ARC released a new cluster named Huckleberry in late 2017. The Huckleberry system, accessed at huckleberry1.arc.vt.edu, was installed with deep learning applications in mind. To this end, it consists of 14 IBM “Minsky” S822LC nodes and NVIDIA’s proprietary NVLink interconnect network. This system enables highly parallel and highly distributed workloads. IBM unveiled its deep learning AI toolkit called PowerAI alongside the launch of Minsky nodes that leverage CPUs linked to Power CPUs with NVLink making it possible to have high speed high performance computing. PowerAI is available under /opt/DL in Huckleberry.

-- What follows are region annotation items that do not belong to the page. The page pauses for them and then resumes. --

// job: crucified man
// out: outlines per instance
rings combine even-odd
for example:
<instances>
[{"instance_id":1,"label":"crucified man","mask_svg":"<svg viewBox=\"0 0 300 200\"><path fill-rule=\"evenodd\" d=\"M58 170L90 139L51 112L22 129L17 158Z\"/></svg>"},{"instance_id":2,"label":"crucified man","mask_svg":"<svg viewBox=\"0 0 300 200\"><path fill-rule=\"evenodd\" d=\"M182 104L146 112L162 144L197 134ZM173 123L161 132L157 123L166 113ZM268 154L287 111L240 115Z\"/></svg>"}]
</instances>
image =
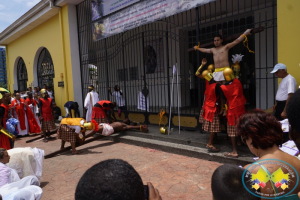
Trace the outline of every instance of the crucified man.
<instances>
[{"instance_id":1,"label":"crucified man","mask_svg":"<svg viewBox=\"0 0 300 200\"><path fill-rule=\"evenodd\" d=\"M233 48L235 45L239 44L243 39L251 34L252 29L247 29L244 34L238 37L231 43L223 45L223 37L218 34L214 37L214 48L206 49L200 48L199 46L194 46L195 50L201 51L202 53L212 53L214 56L214 65L215 65L215 72L213 73L214 80L217 82L224 83L225 79L223 76L223 70L226 67L229 67L228 61L228 51L229 49Z\"/></svg>"}]
</instances>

Each compute node on Huckleberry (i.e. IBM “Minsky” nodes) consists of :

  • Two IBM Power8 with 10 cores, 8 threads per core and memory bandwidth 115gb/s per socket
  • Four NVIDIA P100 GPUs advertised to have 21 teraFLOPS of 16-bit floating-point performance ideal for deep learning applications deliver high performance, massive parallelism
  • NVIDIA’s NVLink technology which provides high bandwidth data transfers between CPUs and GPUs; an improvement over PCI-Express
  • Mellanox EDR Infiniband (100 GB/s) interconnect used to connect compute nodes

The PowerAI toolkit contains Caffe, TensorFlow etc. which are optimized for the Power servers. IBM provides support for it as well.

While the rest of the clusters make use of the PBS batch systems, Huckleberry makes use of the Slurm batch system using the command sbatch.

Individuals may request a Huckleberry account.  Instructors can get set up class accounts for Huckleberry as well.